The 2015 refugee crisis and the complicity of far too many academics

What upsets me, as an academic, is that a minority of writers have been predicting things like the current refugee crisis, reflecting desperation in many developing countries since at least 1960, and yet in the 1980s they got sidelined, essentially by people loyal to a "market forces know best" view of the world. I don't know if it is now too late, or not, to change the world in ways that reduce this desperation. But a revolution within Western academic thought is needed, even if it comes too late to be of much help. Through the 1980s, 1990s and 2000s most complacent Western politicians and societies could turn, if they wanted, to mainstream academic literature which claimed that everything was getting better, via market forces. That surely has to change. "Business as usual" will not see steady improvement for most people. Fundamental changes are needed and it's a really difficult route. But more of the same is even worse.

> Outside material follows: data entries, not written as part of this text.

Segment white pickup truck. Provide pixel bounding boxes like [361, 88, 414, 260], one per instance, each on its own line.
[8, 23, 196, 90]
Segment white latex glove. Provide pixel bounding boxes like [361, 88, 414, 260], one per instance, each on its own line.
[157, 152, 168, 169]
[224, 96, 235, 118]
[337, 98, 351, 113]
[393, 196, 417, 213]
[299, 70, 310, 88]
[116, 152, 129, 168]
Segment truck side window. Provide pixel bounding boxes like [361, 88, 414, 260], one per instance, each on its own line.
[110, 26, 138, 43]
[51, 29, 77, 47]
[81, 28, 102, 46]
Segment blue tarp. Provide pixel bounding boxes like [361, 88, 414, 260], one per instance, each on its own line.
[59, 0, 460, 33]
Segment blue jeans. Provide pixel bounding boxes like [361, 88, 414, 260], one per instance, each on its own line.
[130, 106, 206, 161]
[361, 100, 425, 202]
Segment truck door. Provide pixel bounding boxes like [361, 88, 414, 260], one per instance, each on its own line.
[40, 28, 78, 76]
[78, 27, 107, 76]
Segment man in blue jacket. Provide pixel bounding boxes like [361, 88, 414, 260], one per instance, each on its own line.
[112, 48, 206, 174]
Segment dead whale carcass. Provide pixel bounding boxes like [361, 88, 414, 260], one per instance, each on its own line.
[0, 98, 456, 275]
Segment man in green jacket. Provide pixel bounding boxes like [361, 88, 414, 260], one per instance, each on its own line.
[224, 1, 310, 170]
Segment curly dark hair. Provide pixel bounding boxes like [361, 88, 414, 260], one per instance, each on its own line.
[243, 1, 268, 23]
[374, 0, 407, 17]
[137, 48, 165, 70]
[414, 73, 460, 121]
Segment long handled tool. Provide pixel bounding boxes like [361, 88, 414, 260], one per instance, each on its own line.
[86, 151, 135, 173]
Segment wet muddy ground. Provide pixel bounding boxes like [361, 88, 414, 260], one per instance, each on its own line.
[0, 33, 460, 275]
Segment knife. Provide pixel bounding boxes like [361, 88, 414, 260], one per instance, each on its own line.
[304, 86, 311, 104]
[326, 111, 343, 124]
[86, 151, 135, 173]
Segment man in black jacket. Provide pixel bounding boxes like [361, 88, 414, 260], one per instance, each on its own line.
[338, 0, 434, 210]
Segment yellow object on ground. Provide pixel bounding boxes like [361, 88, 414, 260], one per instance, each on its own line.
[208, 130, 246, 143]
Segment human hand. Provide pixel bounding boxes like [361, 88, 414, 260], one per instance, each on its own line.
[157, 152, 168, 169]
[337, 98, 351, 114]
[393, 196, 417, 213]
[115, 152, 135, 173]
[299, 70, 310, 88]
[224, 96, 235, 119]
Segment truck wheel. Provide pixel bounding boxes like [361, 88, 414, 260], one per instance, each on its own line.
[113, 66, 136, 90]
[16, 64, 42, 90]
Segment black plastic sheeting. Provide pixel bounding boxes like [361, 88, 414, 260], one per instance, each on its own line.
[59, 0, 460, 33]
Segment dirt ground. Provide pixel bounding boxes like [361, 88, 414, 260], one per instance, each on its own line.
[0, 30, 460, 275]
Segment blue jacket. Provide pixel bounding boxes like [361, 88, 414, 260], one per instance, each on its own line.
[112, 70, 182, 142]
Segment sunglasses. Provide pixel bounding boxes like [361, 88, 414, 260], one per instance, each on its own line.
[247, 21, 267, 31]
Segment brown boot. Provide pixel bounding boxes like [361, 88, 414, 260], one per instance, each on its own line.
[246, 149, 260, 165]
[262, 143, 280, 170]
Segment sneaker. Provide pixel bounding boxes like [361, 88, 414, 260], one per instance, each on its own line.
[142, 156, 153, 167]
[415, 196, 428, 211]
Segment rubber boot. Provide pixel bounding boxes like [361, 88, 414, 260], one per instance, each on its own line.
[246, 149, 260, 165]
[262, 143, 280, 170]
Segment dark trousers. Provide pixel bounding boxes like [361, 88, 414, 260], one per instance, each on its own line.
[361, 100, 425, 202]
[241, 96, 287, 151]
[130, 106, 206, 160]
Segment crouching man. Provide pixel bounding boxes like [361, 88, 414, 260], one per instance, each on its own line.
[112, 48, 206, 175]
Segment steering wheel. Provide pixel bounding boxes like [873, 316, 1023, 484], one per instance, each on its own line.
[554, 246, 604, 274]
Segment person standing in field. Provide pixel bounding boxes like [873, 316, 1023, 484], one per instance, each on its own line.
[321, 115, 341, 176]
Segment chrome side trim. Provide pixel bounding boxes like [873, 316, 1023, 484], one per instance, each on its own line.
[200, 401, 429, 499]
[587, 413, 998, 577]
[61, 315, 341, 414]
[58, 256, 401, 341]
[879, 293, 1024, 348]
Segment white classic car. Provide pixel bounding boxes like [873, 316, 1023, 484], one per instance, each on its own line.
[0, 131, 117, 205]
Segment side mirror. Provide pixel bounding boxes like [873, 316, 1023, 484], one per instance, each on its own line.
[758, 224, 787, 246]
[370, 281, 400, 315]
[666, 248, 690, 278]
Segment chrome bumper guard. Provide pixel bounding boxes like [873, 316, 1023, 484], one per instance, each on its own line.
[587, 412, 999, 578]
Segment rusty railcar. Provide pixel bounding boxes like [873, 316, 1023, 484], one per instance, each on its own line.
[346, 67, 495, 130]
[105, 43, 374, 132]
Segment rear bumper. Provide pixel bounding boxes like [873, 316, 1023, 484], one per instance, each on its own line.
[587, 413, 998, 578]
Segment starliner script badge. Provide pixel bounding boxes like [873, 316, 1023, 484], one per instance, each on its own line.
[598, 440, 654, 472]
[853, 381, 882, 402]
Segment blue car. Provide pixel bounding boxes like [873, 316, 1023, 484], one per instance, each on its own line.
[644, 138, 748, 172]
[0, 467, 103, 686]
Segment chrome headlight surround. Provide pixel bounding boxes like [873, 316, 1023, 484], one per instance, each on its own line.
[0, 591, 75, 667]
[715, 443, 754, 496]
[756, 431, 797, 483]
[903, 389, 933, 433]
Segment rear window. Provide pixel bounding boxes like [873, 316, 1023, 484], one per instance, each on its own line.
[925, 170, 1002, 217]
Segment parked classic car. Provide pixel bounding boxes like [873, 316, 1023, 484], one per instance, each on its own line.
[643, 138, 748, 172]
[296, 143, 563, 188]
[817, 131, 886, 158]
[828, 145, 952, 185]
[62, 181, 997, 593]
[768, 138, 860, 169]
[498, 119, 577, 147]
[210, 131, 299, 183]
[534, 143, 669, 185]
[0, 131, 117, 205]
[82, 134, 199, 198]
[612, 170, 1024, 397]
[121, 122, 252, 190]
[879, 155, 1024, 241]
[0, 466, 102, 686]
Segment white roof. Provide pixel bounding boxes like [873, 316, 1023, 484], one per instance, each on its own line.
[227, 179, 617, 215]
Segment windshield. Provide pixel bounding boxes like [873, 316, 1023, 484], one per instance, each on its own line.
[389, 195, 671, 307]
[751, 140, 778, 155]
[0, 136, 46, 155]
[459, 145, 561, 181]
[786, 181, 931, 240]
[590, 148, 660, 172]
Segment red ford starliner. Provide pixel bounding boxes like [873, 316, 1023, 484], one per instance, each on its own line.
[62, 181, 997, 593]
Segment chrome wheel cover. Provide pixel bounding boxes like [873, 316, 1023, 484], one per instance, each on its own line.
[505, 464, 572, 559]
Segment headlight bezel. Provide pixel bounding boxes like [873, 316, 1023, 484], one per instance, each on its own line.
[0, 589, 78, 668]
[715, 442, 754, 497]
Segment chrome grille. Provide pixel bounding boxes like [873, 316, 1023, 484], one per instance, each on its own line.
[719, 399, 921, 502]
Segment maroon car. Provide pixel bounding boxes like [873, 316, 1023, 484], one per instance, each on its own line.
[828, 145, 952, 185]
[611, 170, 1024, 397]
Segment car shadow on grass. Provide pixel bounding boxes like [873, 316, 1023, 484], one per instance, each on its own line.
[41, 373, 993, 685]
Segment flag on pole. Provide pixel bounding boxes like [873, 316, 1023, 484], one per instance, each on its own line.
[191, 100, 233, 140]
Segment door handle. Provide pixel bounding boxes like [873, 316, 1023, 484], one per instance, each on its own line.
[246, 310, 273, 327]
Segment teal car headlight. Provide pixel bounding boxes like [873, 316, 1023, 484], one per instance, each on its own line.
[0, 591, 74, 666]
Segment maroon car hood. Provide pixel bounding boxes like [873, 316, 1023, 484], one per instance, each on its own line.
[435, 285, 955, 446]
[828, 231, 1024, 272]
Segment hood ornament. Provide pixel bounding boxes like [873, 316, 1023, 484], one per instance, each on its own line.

It would be possible to assemble a collection of desperate images, but this one will suffice for now: Its shows a refugee from Guinea hiding under a car bonnet. Note that the caption in The Age likens this to smuggling from East Berlin, but that is a few kilometres. This refugee is reported as from Guinea. He may have hoped to cross thousands of kms hidden that way.

See my forthcoming blog on the "Cornucopian Enchantment" for more references, also my PhD thesis: "Inequality and Sustainability" published in 2002. See especially, Julian Simon, Bjorn Lomborg and D Gale Johnson, as examples of complacency. See Paul Ehrlich, Maurice King and Tony McMichael as counter-examples; far more rational and realistic views shared too by Frank Fenner, though Frank published little on this. See also the Rockefeller Foundation/Lancet commission on Planetary Health.

This refugee crisis could herald civilisation's collapse, but it could presage an awakening to the reality of limits to growth and the associated reality of human carrying capacity. We must not lose hope.